Gerry Mulligan took the baritone saxophone – the big, ungainly horn at the bottom of the section – and made it light, lyrical, and central. Before him the baritone was mostly ballast in a big band. After him it was a lead voice, capable of melody as graceful as any trumpet’s. Almost single-handedly he gave the instrument its place in modern jazz.
He was a gifted arranger first. As a young man he wrote for the Miles Davis sessions that became Birth of the Cool, helping define the whole relaxed, carefully voiced aesthetic of cool jazz. Then in 1952 he formed a quartet with Chet Baker that had no piano at all – just baritone, trumpet, bass, and drums – and the open, interweaving counterpoint of those two horns became one of the signature sounds of the decade.
The pianoless idea was radical and it worked because Mulligan and Baker listened so closely, weaving lines around each other like a conversation. It influenced countless groups and proved you didn’t need a chord instrument to imply the harmony – the horns could do it themselves.

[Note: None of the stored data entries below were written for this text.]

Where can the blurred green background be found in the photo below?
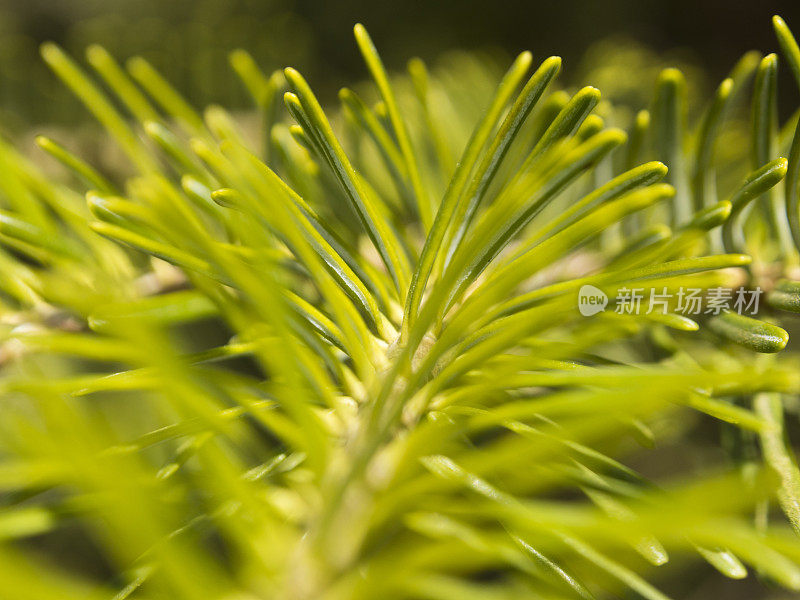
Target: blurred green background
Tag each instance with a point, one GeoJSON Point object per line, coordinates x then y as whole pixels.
{"type": "Point", "coordinates": [189, 39]}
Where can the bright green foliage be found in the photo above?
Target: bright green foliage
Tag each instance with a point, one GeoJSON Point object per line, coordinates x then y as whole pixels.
{"type": "Point", "coordinates": [341, 357]}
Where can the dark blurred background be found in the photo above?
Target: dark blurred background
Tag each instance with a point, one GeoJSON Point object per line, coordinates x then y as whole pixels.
{"type": "Point", "coordinates": [189, 39]}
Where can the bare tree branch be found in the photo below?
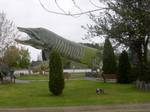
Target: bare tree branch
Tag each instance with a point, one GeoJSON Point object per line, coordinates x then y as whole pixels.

Mulligan kept working in all sorts of settings for decades, leading bands, writing, collaborating across the jazz spectrum. Tall, red-haired, and articulate, he was one of the music’s great craftsmen, equally important as player and composer.
Start here
The Gerry Mulligan Quartet with Chet Baker recordings (1952–53) are the essential cool statement.
Birth of the Cool (Miles Davis, 1949–50), which Mulligan helped write and arrange, is where it all begins.